Surgery Changes Outlook

Sometimes, it’s the things we can’t see or detect that are the most dangerous. For freshman Leah Loring this “thing” was scoliosis, a bone disease that causes your spine to grow in an abnormal pattern, causing growth and exercise problems. In Loring’s case her spine was growing in the shape of a backward “S.”

Loring was first diagnosed with scoliosis in January 2011. “At first I just noticed this bump in my back, it was really sore,” she said. At the time, the doctors did not believe her condition to be serious; however, as the year progressed the scoliosis became much worse. “My mom and I were really worried,” she said. “She was really emotional and worried if I was going to be ok.”
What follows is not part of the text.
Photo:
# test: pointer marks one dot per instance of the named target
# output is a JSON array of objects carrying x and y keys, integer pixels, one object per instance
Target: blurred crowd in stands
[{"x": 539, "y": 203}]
After the condition worsened, Loring had surgery to repair and hold together her spinal cord. “Not many people have to have surgery. It can usually get fixed through physical therapy, but mine was worse,” she said. The surgery involved placing screws and rods in her vertebrae, or sections of the spine, in order to straighten them and to hold them in place. Loring had her surgery in June of 2011. It was a complete success.
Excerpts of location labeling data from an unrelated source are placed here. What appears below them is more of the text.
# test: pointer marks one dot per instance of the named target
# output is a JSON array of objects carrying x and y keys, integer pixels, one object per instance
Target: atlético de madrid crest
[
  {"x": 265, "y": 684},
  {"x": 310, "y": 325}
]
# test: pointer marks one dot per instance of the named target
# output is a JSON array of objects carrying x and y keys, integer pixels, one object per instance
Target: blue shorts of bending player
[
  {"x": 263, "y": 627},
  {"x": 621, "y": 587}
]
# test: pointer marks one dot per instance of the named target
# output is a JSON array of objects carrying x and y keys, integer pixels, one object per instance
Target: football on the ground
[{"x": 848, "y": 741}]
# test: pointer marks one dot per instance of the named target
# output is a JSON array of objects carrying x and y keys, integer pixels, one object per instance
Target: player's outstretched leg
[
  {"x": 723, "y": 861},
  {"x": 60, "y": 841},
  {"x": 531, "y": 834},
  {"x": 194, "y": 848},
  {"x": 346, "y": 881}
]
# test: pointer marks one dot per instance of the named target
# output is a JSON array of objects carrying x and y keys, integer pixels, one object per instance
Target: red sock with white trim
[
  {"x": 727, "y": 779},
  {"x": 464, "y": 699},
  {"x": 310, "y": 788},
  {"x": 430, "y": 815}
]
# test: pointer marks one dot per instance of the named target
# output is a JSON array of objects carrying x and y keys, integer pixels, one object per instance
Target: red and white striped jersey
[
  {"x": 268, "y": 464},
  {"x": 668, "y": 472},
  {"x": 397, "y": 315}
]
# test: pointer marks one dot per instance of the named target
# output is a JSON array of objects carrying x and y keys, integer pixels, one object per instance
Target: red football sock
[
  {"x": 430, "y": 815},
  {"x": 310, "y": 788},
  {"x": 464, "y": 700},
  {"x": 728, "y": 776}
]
Sherrill Loring, Leah’s mother, was originally concerned with the procedure. “It was a big deal when it happened. It was scary, but I’m really glad she got it,” she said.

While she doesn’t set off any metal detectors, the side effects of the surgery are fairly harmless. “Well, I can’t slouch anymore. It kind of forces me to sit up straight, which I guess isn’t a bad thing,” she said.